Guntakal railway station is a 5-point junction and divisional headquarters since 1953 and is one of the most profitable divisions in Indian Railways . It has lines branching out to Bangalore, Chennai, Mumbai, Vasco da Gama, Hyderabad, and Vijayawada. It is the second largest division in S.Co.R in route km. It is an 'A' category railway station and numerous trains pass through it daily. Starting from Rajadhani express to Duronto express, all the trains stop at Guntakal and it is a serving station for Bellary.

==Education==
The primary and secondary school education is imparted by the government, aided and private schools, under the School Education Department of the state.. Railway High School and SJP Government School are both government schools. KC Narayana, Rotary, Prathibha Vikas and St. Peters are few private schools.
- Sri Adi Siva Sadguru alli saheb sivaryula Ayurvedic Medical College and research centre Guntakal.
- Sri Padmavathi College of Nursing, Guntakal.
==Places to Visit==

- Sri Nettikanti Anjaneya swamy Temple: Located 5 km from Guntakal town. "Nettikanti" Means the Anjaneya Swamy Divine Stare right eye is believed to gaze straight at the devotee, a feature thought to remove fear, destroy negative energies, and bless worshippers with confidence and strength. this temple attracts devotees not only from the surrounding villages but also from Karnataka during the month of Shravan.Temple it is thronged with devotees every Saturday and Tuesday. Kashi Vishweshwara Swamy Temple is located in a nearby hill.

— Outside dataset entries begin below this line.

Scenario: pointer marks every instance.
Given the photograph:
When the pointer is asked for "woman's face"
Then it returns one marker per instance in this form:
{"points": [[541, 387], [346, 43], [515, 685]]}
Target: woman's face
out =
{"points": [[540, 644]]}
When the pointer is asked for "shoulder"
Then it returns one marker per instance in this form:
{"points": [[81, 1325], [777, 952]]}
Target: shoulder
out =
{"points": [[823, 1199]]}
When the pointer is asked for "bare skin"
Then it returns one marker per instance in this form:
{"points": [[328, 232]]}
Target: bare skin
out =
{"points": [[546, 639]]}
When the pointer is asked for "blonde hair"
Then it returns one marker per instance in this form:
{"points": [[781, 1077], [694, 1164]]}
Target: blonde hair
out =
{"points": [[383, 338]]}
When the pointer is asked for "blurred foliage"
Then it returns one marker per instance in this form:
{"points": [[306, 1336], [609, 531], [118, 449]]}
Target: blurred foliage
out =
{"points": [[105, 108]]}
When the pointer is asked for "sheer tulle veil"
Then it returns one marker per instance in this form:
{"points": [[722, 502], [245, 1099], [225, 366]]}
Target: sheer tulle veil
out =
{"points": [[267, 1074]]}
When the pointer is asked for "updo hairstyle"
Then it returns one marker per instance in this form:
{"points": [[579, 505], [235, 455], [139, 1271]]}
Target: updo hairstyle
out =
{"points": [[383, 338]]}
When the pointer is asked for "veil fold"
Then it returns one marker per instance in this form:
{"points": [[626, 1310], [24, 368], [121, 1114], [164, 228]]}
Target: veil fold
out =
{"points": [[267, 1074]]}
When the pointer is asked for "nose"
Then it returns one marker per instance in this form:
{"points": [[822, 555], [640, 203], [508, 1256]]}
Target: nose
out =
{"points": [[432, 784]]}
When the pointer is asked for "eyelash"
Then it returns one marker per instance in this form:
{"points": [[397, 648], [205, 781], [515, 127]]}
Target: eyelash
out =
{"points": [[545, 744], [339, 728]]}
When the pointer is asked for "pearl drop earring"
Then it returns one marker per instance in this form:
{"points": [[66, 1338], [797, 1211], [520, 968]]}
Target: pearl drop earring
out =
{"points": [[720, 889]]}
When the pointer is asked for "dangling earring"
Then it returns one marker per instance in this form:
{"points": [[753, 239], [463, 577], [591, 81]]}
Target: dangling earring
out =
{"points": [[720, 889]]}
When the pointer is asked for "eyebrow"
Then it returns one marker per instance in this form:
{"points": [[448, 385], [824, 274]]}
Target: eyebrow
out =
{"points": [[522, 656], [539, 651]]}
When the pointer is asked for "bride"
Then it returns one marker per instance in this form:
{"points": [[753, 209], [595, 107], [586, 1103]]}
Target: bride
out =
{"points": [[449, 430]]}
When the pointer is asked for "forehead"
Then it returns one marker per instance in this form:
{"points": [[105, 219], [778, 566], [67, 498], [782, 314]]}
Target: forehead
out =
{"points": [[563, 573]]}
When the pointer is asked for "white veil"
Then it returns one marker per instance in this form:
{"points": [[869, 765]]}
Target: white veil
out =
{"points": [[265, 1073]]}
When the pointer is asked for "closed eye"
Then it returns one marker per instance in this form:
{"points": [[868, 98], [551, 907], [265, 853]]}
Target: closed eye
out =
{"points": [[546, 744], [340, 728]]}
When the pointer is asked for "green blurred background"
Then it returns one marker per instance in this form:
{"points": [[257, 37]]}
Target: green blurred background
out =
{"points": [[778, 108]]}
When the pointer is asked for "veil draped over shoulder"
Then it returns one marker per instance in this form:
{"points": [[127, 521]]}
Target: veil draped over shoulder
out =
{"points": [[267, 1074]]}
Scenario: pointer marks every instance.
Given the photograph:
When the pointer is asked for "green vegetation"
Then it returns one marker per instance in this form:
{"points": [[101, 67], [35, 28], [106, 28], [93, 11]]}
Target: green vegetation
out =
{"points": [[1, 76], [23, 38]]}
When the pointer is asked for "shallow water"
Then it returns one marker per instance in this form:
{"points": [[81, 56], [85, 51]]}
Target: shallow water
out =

- Hazarat Wali Mastan Dargah: Every year, a large number of devotees from states like Karnataka and Maharashtra come here to worship the Lord for the Urs festival held here 15 days after Muharram.
- Gooty Fort: Gooty Fort is majestically located at a distance of 31kms from Guntakal at a height of 300mts on a hill. It is one of the oldest hill forts in A.P. Built during the Vijayanagara era, the fort is uniquely built in the shape of a shell with 15 main doors and is significant for its water resources available at such a height.